The fallback that wasn't
I run a job-hunt pipeline that scrapes Hacker News's monthly "Who is hiring?" thread, scores each comment, and the high-scoring ones get an auto-generated cover letter sent to whatever email or ATS link the comment includes.
Each comment gets stored in DynamoDB twice. Once at scrape time, where I pull the raw text and keep it as raw_context. And again at apply time, where I re-pull the comment from HN's Firebase API to get the freshest body (HN comments get edited; ATSs and emails get added late; the scrape can be a week stale).
The two-source design exists because Firebase is the source of truth. raw_context is the cache. Or, in the comments of the code:
"""Re-pull the full posting text. For HN we know the comment id from
the URL; for Indeed we have the raw_context that was harvested at
ingest."""
Re-pull. Treat the cache as a fallback. Clean.
The bug
The apply pipeline ran tonight and skipped one of the 18 highest- scoring listings with the reason no full text available. That listing had 614 characters of raw_context stored — short, but well above the 60-character floor the apply logic enforces. So why did fetch_full_text return nothing?
Here's the function, before tonight's fix:
def fetch_full_text(listing):
url = listing.get("url", "")
src = listing.get("source", "")
if src == "hn-whoishiring" or "news.ycombinator.com" in url:
m = re.search(r"id=(\d+)", url)
if not m:
return listing.get("raw_context", "")
try:
with urllib.request.urlopen(HN_FIREBASE.format(m.group(1)), timeout=20) as r:
data = json.load(r)
text = data.get("text") or ""
# strip HTML, unescape, etc.
return text
except Exception:
return listing.get("raw_context", "")
return listing.get("raw_context", "")
Spot it? The raw_context fallback only fires in two cases:
- The URL has no
id=parameter (so Firebase can't be queried at all). - The Firebase call raises an exception.
There's a third case the function doesn't handle: Firebase returns a 200 OK with text being null or an empty string. The comment was deleted, or the user edited it down, or there's a Firebase quirk on some old posts. In any of those cases, text = data.get("text") or "" becomes "", the HTML-strip regex returns "", and the function returns "" to the caller — even though raw_context still has the 614 characters we cached at scrape time.

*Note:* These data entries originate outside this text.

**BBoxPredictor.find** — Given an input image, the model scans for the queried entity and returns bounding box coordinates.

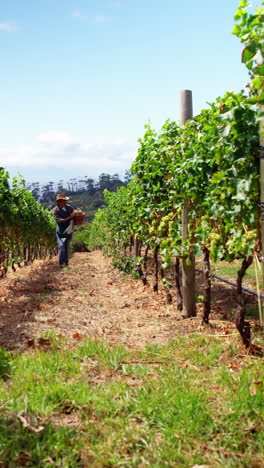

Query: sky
[0,0,261,184]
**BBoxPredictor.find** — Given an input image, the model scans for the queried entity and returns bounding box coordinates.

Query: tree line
[26,170,131,203]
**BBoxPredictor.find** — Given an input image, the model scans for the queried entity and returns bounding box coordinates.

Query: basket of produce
[73,208,85,226]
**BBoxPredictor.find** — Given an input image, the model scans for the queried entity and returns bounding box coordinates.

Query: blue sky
[0,0,260,183]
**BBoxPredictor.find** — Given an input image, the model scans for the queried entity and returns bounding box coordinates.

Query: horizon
[0,0,259,184]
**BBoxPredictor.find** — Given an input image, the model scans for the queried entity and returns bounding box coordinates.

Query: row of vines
[0,169,56,277]
[89,0,264,346]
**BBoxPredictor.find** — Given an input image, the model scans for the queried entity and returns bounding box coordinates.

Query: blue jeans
[56,234,72,265]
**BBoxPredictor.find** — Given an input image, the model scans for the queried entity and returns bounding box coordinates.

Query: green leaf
[242,42,257,63]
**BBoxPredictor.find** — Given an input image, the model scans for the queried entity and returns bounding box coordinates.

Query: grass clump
[0,335,264,468]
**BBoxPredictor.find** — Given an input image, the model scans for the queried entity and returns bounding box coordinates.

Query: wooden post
[180,90,196,318]
[259,105,264,325]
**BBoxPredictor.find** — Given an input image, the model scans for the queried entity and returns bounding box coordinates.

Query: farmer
[52,193,74,268]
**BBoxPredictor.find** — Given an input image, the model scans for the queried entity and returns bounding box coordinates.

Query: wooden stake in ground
[181,90,196,318]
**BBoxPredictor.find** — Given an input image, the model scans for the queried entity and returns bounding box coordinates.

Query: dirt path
[0,252,239,350]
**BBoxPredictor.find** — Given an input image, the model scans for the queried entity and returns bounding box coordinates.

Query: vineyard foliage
[90,92,259,268]
[90,0,264,282]
[0,169,55,275]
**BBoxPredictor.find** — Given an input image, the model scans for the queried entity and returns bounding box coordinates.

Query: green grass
[0,335,264,468]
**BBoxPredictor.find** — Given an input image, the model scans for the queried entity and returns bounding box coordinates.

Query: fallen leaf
[73,332,81,340]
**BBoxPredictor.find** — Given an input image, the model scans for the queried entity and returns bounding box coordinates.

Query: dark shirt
[52,205,74,237]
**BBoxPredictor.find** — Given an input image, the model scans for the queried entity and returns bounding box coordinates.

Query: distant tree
[98,172,111,190]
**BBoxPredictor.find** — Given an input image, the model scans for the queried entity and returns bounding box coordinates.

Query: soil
[0,251,256,351]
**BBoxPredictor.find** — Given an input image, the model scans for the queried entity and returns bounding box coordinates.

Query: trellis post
[180,90,196,318]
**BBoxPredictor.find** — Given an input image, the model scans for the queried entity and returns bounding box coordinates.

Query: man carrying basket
[52,193,74,268]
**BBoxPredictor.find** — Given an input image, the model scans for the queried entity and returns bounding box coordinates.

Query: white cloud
[94,15,111,23]
[72,10,89,20]
[0,131,137,175]
[72,10,112,23]
[0,23,17,32]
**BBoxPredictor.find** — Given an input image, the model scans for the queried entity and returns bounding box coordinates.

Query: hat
[56,193,69,201]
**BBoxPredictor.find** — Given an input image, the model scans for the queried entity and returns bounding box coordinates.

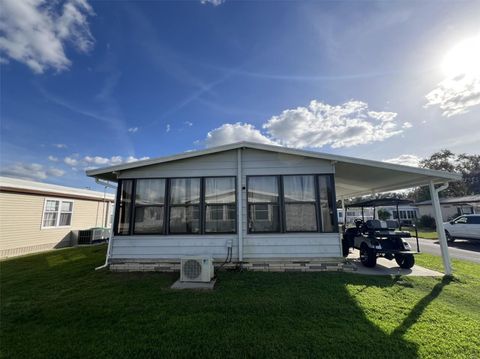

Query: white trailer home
[87,142,459,270]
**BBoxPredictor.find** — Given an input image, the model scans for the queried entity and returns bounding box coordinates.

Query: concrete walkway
[347,250,443,277]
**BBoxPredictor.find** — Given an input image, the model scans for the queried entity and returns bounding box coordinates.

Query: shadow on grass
[392,276,454,337]
[0,247,448,358]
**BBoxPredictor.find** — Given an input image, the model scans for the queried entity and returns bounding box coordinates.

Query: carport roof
[86,142,462,198]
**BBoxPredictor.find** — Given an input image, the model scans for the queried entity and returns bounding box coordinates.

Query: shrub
[417,214,437,229]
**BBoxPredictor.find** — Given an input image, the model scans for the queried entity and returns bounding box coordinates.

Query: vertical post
[237,148,243,262]
[429,181,452,275]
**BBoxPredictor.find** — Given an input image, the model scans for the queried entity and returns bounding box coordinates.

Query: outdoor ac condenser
[180,257,213,282]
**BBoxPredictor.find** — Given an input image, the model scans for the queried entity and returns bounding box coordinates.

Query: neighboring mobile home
[0,177,114,258]
[415,194,480,221]
[87,142,459,270]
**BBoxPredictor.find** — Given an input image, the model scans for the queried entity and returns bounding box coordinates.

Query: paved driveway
[407,238,480,263]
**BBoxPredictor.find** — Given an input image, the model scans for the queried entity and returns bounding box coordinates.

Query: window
[318,175,337,232]
[205,177,236,233]
[117,180,133,234]
[42,199,73,228]
[283,176,317,232]
[133,179,165,234]
[169,178,200,233]
[248,176,280,233]
[247,175,338,233]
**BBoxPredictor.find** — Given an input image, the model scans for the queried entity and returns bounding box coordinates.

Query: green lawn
[0,246,480,358]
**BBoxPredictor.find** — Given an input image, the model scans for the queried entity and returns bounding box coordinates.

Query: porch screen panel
[169,178,201,234]
[318,175,336,232]
[205,177,237,233]
[117,180,133,234]
[133,179,165,234]
[283,176,318,232]
[247,176,280,233]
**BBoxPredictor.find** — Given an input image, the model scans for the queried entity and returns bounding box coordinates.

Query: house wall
[111,149,342,261]
[0,191,108,258]
[418,204,480,221]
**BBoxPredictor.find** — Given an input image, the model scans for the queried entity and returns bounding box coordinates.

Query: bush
[417,214,437,229]
[378,208,391,221]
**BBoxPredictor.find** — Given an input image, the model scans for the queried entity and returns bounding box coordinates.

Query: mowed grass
[0,246,480,358]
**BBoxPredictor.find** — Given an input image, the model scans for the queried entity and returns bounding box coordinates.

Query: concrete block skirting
[110,259,357,272]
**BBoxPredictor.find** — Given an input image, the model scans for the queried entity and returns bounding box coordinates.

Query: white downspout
[429,181,452,275]
[237,148,243,263]
[95,178,117,270]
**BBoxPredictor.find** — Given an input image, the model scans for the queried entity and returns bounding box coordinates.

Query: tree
[410,150,480,202]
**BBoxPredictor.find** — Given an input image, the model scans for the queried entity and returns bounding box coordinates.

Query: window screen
[205,177,236,233]
[169,178,200,233]
[134,179,165,234]
[318,175,336,232]
[248,176,280,233]
[117,180,133,234]
[283,176,317,232]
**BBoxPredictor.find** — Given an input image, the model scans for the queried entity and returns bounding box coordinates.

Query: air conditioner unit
[180,257,213,282]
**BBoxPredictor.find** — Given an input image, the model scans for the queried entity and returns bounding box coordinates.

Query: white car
[443,214,480,242]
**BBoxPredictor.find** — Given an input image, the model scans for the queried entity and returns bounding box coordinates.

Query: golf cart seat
[386,219,398,230]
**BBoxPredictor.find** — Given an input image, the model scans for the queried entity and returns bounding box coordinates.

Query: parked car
[443,214,480,242]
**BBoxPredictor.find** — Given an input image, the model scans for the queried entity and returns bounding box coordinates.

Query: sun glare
[442,34,480,78]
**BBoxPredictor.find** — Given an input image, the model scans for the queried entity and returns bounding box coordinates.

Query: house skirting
[110,259,357,272]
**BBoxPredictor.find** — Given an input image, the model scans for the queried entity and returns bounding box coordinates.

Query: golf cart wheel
[395,253,415,269]
[342,239,350,257]
[445,231,455,243]
[360,243,377,268]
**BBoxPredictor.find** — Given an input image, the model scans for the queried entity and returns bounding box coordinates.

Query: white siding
[112,234,238,260]
[119,150,237,178]
[112,149,342,261]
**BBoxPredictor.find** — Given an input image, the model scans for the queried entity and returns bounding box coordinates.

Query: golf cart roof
[345,198,413,208]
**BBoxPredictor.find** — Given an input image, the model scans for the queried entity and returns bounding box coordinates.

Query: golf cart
[342,198,420,269]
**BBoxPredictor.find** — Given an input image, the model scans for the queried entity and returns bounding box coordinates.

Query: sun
[442,34,480,78]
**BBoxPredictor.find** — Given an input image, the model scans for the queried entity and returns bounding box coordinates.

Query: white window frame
[40,197,75,229]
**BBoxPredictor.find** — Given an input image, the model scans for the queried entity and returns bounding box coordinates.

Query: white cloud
[203,122,275,147]
[425,75,480,117]
[0,0,94,73]
[63,157,78,167]
[200,0,225,6]
[383,154,422,167]
[1,162,65,180]
[63,155,149,170]
[425,34,480,117]
[199,100,404,148]
[263,100,402,148]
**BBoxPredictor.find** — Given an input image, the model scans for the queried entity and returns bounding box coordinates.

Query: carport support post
[237,148,243,263]
[429,181,452,275]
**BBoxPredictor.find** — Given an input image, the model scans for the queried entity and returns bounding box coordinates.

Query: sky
[0,0,480,189]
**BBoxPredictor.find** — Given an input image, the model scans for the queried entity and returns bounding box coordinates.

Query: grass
[0,246,480,358]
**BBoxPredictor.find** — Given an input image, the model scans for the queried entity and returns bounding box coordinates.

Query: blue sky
[0,0,480,188]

The label "fallback" lied. It wasn't a fallback. It was a "return-this-if-the-API-throws-an-exception" branch dressed up to look like a fallback.
The fix
One line:
return text if len(text) >= len(raw) else raw
Take whichever source has more content. If Firebase is genuinely the fresher copy, it'll be at least as long as raw_context 95% of the time and we keep using it. If Firebase came back empty or shorter, raw_context wins. The caller never sees a result shorter than what we already had cached.
The full diff is six lines, including hoisting raw_context to a local at the top of the function. That's it.
The lesson
A "fallback" labeled fallback isn't a fallback if you don't actually compare. It's a substitute that fires only when the primary literally explodes. The class of failure that isn't an explosion — the empty-but-successful response, the 200 with a null body, the "yes I'm reachable, no I don't have anything" — slips right through.
The general pattern, when you have two sources and one is supposed to be richer:
- Don't prefer one over the other by source identity. Prefer the one that's actually richer this call.
- A length check is usually the dumbest sufficient heuristic. Sometimes a non-empty check is enough. Sometimes you need smarter (compare hashes, compare timestamps, compare schemas).
- The point is you compare. The label "fallback" without a compare is a single point of failure with extra steps.
I had this same bug in a slightly different form three weeks ago in the resume renderer (preferred a hand-edited PDF over a generated one, until the hand-edited PDF was a week old and the generated one had new content). I didn't recognize it tonight as the same shape until I was writing this post. The lesson didn't generalize the first time. Writing it down is the second pass.